By Rachel Krueger
In the world of unlikely pairings, Cirque du Soleil and Michael Jackson is right up there with peanut butter and neoprene. Both are great; both have no business calling each other up on a rainy Saturday to hang out.
One of the more appealing aspects of the 40-year-old Cirque is that the more it changes, the more it stays somewhere along the ethereal-yet-wackily-French-Canadian continuum. No matter which of its many manifestations you plunk your change down to see, there will be contortionists in body paint and clowns on trampolines and someone will dangle from two sashes for longer than is actually worth watching.

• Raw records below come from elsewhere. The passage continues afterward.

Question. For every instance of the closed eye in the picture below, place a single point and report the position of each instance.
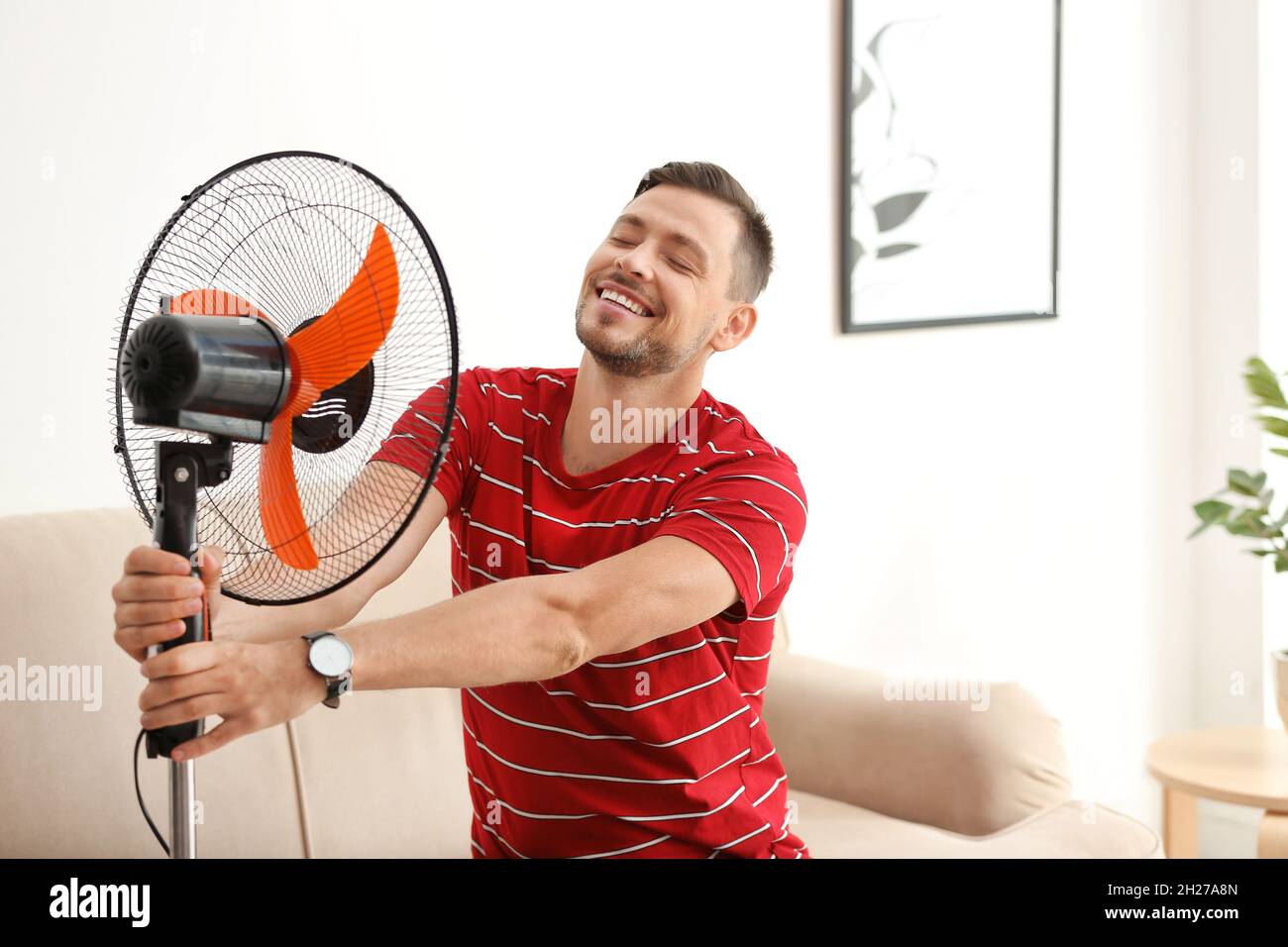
(674, 262)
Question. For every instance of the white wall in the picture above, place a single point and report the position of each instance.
(1000, 501)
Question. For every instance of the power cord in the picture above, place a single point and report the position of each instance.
(140, 793)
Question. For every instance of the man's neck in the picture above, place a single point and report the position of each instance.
(593, 393)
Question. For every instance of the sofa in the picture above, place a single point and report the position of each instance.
(384, 776)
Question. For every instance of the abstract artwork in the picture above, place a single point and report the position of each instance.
(949, 157)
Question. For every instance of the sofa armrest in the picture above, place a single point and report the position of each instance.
(934, 762)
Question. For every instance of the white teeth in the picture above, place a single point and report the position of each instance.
(630, 304)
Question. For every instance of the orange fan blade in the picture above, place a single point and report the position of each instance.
(279, 500)
(343, 341)
(323, 355)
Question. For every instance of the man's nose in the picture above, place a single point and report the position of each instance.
(634, 263)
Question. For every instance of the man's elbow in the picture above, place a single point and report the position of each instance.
(567, 625)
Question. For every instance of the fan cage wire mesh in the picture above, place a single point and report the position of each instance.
(287, 232)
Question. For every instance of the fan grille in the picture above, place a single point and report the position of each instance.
(287, 232)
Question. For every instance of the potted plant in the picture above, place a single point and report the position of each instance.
(1249, 513)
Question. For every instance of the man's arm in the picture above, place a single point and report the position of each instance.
(528, 628)
(535, 628)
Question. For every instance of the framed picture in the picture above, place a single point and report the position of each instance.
(949, 161)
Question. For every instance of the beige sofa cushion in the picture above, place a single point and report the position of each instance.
(1072, 830)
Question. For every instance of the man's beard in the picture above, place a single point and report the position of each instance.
(639, 357)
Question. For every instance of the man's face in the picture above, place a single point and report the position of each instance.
(671, 250)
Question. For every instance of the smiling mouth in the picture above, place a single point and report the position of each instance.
(613, 305)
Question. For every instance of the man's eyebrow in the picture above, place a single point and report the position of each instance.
(675, 237)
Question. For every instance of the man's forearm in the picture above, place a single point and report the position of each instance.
(518, 629)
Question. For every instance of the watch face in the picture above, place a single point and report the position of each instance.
(330, 656)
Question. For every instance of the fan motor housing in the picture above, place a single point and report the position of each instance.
(220, 375)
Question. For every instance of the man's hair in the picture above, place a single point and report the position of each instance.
(754, 252)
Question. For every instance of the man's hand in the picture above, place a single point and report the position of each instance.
(158, 590)
(250, 685)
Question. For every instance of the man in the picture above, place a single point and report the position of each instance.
(614, 581)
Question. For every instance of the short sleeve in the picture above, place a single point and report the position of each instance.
(750, 514)
(417, 433)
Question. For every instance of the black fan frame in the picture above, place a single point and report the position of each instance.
(145, 504)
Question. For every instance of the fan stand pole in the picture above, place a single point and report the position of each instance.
(181, 468)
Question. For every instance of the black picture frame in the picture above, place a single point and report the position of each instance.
(846, 256)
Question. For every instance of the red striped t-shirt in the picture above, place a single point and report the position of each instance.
(661, 750)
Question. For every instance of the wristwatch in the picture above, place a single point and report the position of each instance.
(331, 657)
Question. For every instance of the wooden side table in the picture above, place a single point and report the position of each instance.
(1247, 766)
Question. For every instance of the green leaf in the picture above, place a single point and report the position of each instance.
(1275, 425)
(1211, 512)
(1245, 483)
(1262, 384)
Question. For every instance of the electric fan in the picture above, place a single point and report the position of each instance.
(281, 321)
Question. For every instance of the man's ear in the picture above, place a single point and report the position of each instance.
(737, 328)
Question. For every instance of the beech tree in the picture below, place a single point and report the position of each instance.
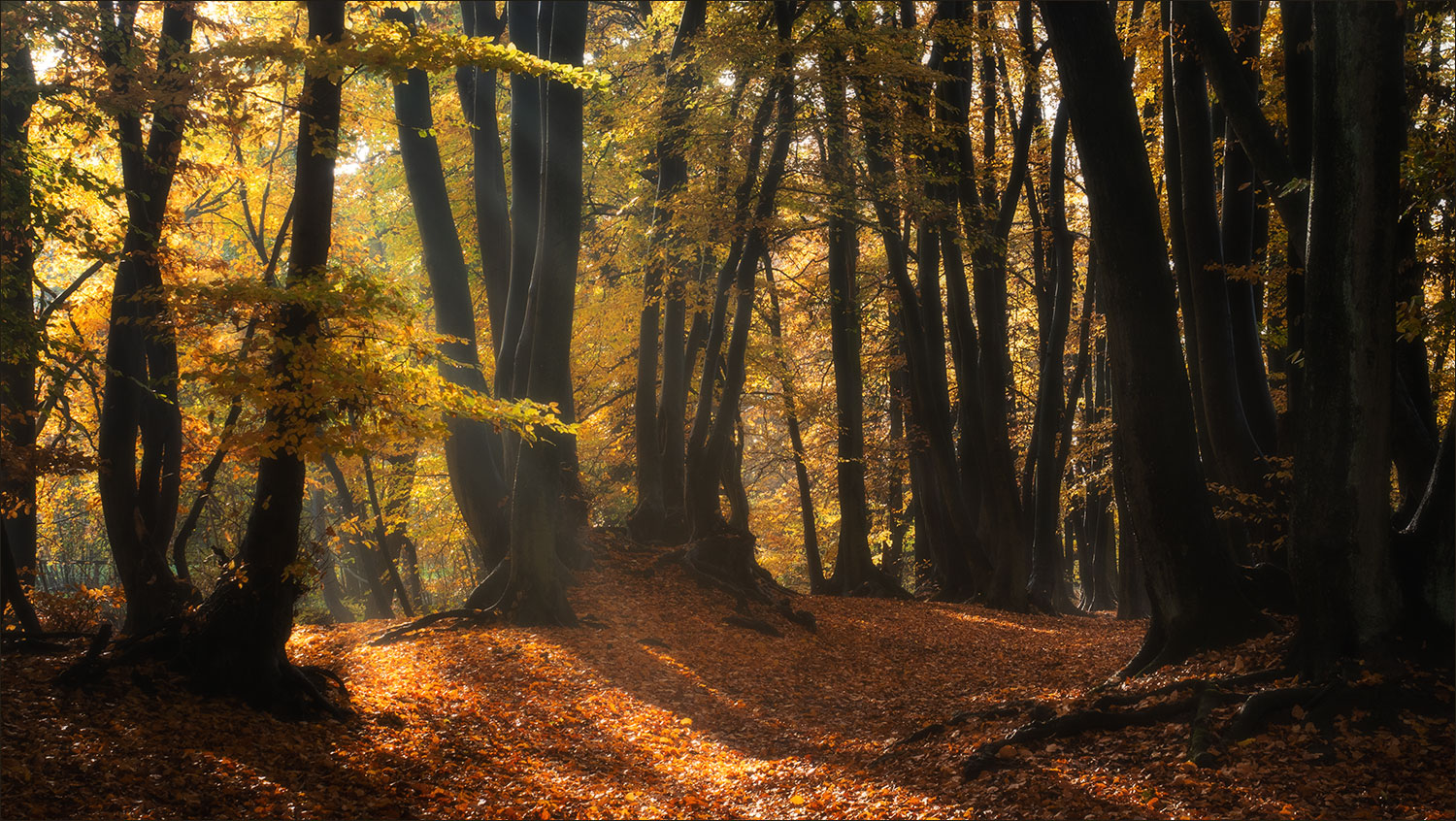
(244, 625)
(140, 396)
(1194, 590)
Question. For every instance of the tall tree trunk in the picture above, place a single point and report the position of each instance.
(987, 223)
(1235, 454)
(1237, 235)
(1193, 584)
(945, 530)
(1045, 584)
(544, 533)
(1340, 530)
(896, 509)
(492, 218)
(855, 570)
(20, 334)
(527, 136)
(791, 416)
(140, 395)
(716, 549)
(664, 279)
(244, 626)
(472, 448)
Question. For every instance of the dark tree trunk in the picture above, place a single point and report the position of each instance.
(1296, 38)
(1237, 233)
(1173, 180)
(1426, 561)
(472, 448)
(1340, 530)
(15, 594)
(1281, 172)
(1132, 578)
(492, 218)
(399, 485)
(987, 223)
(20, 334)
(718, 549)
(1047, 588)
(855, 570)
(140, 392)
(896, 509)
(664, 279)
(943, 521)
(244, 626)
(527, 136)
(235, 410)
(791, 416)
(1193, 584)
(1235, 454)
(544, 527)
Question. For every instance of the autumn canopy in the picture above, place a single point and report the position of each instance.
(745, 408)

And while I’m all for changing it up, I’m heartily against fixing what ain’t broke, as well as shoe-horning what will not be gracefully shoe-horned. Cirque has joined up with the omnipresent Michael Jackson Estate to form a new series of shows which, from the looks of the trailer
will be a mash-up of clips from This is It and the Cirque-robats wasting their trapezial talents popping and kicking and crotch-grabbing.
These aren’t the first famous coat-tails Le Cirque has attempted to ride on, and the bastards they bore with both the Elvis and Beatles franchises are the ones best forgotten. Jackson’s dance-floor tunes are even less suited to their majesti-comic atmosphere, leading me to the cynical? Nay, obvious conclusion that this is a money-grab.
You break my heart, Cirque. You are supposed to be a thing of purity and preternaturally strong ladies. Why can’t you just stand on your own bedizened feet?
Fyoder Larue says
Cirque took the tired old Barnum Baily routine and energized it to create something exciting and relevant in contemporary terms. I can understand them not wanting to become themselves the new old shtick. Unfortunately, their style is so much of what makes them what they are, that any radical departure from it would make them not them. The Beatles kind of fit because of the dreamy/surreal quality of much of their music.
But Michael Jackson? Doesn’t fit, isn’t Cirque, looks like pure exploitation. Something like this takes investigation before committing, then a lot of planning and organization. They must have started while Jackson’s corpse was still warm.